Eine Frau sagte den Menschenrechtlern, die Milizionäre seien am 23. Juni im Bezirk Welendschak über Mauern geklettert, nachdem es ihnen nicht gelungen sei, das Tor zu einem Wohngelände einzutreten. "Sie drangen in die Häuser ein und schlugen die Bewohner. Als Nachbarn sie mit Flüchen eindeckten und Steine auf sie warfen, um sie von den Schlägen abzubringen, griffen sie die Häuser der Nachbarn an und versuchten, dort einzudringen."
Ein weiterer Teheraner berichtete, die Miliz habe in einem zentral gelegenen Viertel bestimmte Häuser zunächst mit Zeichen markiert.
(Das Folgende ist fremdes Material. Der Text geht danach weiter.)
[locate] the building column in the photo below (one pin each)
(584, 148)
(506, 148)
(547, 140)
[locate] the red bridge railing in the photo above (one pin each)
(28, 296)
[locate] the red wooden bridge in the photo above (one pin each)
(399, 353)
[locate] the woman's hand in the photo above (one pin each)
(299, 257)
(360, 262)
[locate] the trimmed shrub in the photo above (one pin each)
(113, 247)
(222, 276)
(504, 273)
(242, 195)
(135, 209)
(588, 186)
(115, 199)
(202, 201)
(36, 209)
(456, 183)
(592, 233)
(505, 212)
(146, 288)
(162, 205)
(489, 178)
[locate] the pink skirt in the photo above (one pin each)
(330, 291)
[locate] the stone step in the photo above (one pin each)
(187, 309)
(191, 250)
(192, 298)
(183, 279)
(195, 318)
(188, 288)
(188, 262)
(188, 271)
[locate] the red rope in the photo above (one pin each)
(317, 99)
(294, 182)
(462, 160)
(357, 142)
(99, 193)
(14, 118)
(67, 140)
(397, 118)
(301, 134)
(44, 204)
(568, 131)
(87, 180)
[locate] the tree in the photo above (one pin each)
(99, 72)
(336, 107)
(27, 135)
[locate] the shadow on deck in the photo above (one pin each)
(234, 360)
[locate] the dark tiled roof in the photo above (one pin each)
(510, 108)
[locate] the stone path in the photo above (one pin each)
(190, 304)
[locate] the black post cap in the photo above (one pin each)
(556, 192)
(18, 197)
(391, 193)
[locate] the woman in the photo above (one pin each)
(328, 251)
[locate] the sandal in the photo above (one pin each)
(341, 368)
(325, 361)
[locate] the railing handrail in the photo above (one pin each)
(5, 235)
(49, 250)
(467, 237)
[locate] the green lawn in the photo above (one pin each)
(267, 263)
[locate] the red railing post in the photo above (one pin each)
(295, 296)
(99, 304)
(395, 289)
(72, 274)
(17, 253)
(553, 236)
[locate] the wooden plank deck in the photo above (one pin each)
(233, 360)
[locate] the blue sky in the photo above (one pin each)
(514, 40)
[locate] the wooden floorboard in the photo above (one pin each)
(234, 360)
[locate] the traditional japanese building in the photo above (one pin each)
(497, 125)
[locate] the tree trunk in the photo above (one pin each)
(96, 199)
Dann seien weitere Kräfte angerückt und hätten die Türen der gekennzeichneten Gebäude aufgebrochen. "Sie prügelten die Bewohner, zerschlugen die Fenster des Hauses und der Autos, die der Familie gehörten." Der Menschenrechtsorganisation zufolge liegen ähnliche Berichte aus weiteren Teilen der Hauptstadt vor, vor allem aus besseren Wohngebieten.
Mehr als 1000 Menschen demonstrierten am Samstag in Frankfurt am Main "gegen den Staatsterror im Iran", in Hamburg protestierten rund 300 Menschen vor dem iranischen Generalkonsulat gegen das "barbarische Vorgehen" der iranischen Führung.